I swallow hard, not wanting to believe that Marie would betray us. Lie to us, sure—she’s done it before. But work for Arthur Pritchard and actively put us in danger? No.
“I need to know whose side Marie is really on,” Deacon continues. “And if it’s not ours, we leave.”
“Say it’s all true,” I tell him. “Say she’s working for Arthur and is royally screwing us over. Why would Marie tell you any of it? She isn’t exactly an open book.”
“Because I plan to drug her with her own truth tea,” Deacon says innocently.
I stare a moment and then laugh. “What?”
“Tabitha was able to track some down,” he says. “We’re not the only ones who don’t trust Marie anymore. We just want to know the truth.”

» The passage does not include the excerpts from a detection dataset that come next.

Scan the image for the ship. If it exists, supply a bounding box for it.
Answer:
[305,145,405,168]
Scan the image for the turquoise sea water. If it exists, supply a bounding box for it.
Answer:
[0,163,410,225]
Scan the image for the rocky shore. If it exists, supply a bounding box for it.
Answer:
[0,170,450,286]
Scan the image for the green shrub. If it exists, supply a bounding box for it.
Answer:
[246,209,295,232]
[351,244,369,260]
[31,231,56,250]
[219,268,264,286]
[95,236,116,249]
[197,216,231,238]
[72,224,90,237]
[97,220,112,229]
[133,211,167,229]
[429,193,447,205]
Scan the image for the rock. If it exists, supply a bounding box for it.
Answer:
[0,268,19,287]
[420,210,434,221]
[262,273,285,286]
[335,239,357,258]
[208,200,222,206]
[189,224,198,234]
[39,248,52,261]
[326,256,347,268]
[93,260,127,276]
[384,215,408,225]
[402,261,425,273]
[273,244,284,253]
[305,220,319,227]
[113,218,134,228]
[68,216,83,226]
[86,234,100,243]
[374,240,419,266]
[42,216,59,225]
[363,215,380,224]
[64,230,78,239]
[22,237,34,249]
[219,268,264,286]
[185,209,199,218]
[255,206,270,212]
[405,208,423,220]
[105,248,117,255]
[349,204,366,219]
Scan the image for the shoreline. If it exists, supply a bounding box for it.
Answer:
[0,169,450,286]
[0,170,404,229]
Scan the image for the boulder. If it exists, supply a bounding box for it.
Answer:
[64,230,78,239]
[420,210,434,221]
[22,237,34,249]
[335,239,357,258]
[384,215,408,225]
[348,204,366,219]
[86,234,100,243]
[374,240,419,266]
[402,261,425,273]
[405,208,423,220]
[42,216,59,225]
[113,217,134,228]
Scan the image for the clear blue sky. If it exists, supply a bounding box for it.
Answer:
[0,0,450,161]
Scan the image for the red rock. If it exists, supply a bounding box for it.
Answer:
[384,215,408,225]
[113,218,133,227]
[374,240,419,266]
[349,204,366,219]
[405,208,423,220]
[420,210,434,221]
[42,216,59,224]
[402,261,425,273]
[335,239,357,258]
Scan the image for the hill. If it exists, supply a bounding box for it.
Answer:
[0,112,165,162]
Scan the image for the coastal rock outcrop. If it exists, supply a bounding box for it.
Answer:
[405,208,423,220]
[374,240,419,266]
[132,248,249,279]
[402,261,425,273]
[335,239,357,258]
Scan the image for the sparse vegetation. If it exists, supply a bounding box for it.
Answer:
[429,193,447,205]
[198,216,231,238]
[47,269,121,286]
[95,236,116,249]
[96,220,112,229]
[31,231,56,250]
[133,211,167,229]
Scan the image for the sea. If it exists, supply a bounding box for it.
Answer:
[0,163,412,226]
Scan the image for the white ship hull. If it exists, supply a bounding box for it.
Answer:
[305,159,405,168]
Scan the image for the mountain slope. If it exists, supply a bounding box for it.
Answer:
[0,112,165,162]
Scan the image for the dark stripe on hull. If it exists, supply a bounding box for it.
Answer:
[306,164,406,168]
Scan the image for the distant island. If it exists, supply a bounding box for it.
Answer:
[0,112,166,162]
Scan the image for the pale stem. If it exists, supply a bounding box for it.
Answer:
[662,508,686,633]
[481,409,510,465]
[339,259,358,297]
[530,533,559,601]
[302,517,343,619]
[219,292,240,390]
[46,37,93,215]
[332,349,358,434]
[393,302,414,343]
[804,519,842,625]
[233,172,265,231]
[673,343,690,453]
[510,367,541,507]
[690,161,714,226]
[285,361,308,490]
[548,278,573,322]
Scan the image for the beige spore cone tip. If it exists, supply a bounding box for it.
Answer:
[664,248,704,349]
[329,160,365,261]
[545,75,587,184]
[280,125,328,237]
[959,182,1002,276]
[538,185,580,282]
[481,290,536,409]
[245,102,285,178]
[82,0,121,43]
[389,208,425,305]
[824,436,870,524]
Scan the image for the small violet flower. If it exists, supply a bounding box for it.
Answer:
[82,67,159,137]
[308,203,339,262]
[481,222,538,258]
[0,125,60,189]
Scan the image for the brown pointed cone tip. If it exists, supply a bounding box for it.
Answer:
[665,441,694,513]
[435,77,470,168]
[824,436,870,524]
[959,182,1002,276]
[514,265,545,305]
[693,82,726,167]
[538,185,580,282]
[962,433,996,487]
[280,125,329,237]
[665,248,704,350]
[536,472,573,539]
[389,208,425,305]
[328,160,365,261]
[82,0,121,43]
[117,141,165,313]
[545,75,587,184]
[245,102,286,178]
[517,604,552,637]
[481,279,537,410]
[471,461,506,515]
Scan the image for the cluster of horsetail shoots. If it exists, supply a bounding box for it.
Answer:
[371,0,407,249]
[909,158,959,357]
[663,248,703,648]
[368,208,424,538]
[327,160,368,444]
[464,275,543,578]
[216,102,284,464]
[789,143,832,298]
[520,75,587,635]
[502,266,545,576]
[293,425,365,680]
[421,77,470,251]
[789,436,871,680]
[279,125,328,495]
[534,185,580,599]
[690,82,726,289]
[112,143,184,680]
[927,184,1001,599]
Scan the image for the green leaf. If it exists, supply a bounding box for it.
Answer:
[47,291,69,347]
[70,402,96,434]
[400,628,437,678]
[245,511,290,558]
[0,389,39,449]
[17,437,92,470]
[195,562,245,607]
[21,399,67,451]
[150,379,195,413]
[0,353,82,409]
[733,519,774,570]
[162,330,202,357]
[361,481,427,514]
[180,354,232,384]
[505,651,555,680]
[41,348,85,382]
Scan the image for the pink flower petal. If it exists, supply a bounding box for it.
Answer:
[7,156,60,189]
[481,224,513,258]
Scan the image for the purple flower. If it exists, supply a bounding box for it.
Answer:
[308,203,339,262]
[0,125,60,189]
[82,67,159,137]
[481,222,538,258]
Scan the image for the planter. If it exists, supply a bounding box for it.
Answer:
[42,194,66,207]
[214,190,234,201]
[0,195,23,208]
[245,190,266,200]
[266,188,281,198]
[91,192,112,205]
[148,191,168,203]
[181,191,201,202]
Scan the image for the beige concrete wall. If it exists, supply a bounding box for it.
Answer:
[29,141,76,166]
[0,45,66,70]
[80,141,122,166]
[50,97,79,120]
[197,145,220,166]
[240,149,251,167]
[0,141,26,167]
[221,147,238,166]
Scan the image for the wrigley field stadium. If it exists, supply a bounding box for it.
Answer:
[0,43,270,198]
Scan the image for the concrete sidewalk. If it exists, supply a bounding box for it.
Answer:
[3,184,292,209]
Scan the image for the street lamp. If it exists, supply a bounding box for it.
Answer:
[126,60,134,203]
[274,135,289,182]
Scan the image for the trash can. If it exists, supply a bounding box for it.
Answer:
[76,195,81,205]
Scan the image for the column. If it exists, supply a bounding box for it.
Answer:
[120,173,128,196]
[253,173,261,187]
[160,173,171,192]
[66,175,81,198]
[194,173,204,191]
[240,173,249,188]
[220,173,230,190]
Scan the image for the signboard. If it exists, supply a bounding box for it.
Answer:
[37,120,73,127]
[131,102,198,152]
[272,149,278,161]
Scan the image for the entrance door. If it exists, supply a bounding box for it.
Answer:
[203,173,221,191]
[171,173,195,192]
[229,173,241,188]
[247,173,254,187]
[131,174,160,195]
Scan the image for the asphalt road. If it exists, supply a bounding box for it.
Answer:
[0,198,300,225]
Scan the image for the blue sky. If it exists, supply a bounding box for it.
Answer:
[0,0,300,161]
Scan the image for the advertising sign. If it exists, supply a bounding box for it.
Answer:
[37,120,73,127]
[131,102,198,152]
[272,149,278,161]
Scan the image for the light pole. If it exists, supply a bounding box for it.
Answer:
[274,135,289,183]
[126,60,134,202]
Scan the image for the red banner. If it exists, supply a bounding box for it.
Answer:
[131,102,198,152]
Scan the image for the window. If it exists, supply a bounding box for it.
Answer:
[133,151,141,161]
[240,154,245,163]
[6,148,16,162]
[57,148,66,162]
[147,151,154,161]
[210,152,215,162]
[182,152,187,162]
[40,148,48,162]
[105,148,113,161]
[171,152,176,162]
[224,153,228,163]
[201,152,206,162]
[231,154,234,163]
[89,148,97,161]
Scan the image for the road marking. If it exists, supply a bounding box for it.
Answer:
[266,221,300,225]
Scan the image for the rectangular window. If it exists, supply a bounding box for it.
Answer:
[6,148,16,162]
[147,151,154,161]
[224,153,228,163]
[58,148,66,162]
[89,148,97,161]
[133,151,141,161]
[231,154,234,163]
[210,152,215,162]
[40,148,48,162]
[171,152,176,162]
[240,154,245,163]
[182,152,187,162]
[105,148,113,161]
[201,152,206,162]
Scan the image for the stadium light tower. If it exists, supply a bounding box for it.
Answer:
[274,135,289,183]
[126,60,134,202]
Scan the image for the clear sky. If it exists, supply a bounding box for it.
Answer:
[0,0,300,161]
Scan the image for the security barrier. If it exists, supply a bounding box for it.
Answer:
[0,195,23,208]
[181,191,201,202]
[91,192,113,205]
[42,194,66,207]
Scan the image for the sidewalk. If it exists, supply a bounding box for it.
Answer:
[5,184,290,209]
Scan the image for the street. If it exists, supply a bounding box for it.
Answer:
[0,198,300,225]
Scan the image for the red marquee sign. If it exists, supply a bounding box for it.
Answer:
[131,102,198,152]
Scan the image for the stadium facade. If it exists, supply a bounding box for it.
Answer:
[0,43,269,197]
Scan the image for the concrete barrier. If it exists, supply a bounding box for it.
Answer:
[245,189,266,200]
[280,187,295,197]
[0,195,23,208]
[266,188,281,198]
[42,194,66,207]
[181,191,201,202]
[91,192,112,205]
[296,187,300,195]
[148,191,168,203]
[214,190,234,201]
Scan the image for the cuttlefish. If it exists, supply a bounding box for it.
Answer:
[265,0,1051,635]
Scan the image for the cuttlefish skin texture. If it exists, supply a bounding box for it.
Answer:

“This is absolutely not going to work,” I say. “You know that, right?”
Deacon smiles and comes to a pause in front of me. “Oh, baby, with that sort of confidence, I can do anything.”
“Be quiet,” I say, putting my palm on his cheek. Worried. Terrified. You don’t drug a person and go on like nothing happened. I mean, not unless you’re their advisor.
Deacon leans in and kisses my lips softly—an obvious, but not unpleasant, distraction. “I love you,” he whispers.
“Just be sure to come back,” I say, knots tightening in my stomach.
There’s a knock on the motel room door, and Deacon goes to open it.
“What’s up?” Aaron says with a big smile, but he immediately senses that something’s wrong and sucks in a tentative breath. “Aw, shit. What now?”
Deacon slaps his shoulder and starts past him, stopping in the doorway. “I’ll be back,” he tells Aaron.
“Where you going?” Aaron asks.
Deacon looks past him toward me. “I’m going to get answers,” he says, and turns back to Aaron. “I’m sure Quinn will fill you in on my idiotic plan. Now, both of you stay safe. Back as soon as I can.”
Before Aaron can ask any more questions, Deacon is out the door. And I’m left in a motel room with a huge weight on my chest.
* * *
Reed arrives an hour later, saying he’s happy we got in touch. Aaron and I had grown bored, and since we’re not allowed to contact nonclosers, Reed was the only choice, since we actually like him.